Heritage
A house, in its own words
Daisy Fuentes was born in Cuba and raised in New Jersey, building her public profile as a television host and fitness personality before expanding into consumer products. Her entry into fragrance came through collaboration with Karyn Khoury, a senior perfumer at Estée Lauder, resulting in the 2006 launch of Dianoche. The name itself is a play on Spanish: dia (day) and noche (night), reflecting the line's dual-purpose approach. Dianoche arrived as a layering duo, positioning the Day and Night formulations as complementary rather than standalone scents. This layered concept was somewhat unusual for celebrity fragrances of that era, which more commonly followed the standard EdT/flanker model. The collection expanded over subsequent years, with Dianoche Ocean joining in 2008 and additional flankers following. Fuentes leveraged her existing retail relationships from her Kohl's fashion line to support fragrance distribution, creating a multi-category presence in mass-market retail. Her background as a fitness advocate and television personality shaped the initial fragrance positioning around energy and accessibility rather than the more exclusive positioning typical of prestige fragrance launches. Daisy Fuentes approached fragrance as an extension of personal presentation rather than artistic statement. Her celebrity persona, cultivated through fitness videos, television hosting, and magazine covers, informed a fragrance philosophy built around wearability and layering flexibility. The Dianoche concept particularly reflects this philosophy: rather than asking consumers to choose between multiple purchases, the line offered two coordinated options designed to be combined or worn separately depending on the moment.
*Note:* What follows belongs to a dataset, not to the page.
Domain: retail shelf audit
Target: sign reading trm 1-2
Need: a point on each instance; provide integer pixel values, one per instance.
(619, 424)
This practical approach extends to her broader product philosophy across fashion and wellness categories, where Fuentes has consistently positioned herself as a lifestyle partner rather than a distant brand figurehead. The naming conventions reinforce this accessible stance, with direct descriptors like So Luxurious and Mysterious communicating mood rather than demanding interpretation. The fragrance line overall reflects a celebrity fragrance market of the mid-2000s, when mass-market accessibility and multi-product ecosystems were the dominant model for celebrity-endorsed scents.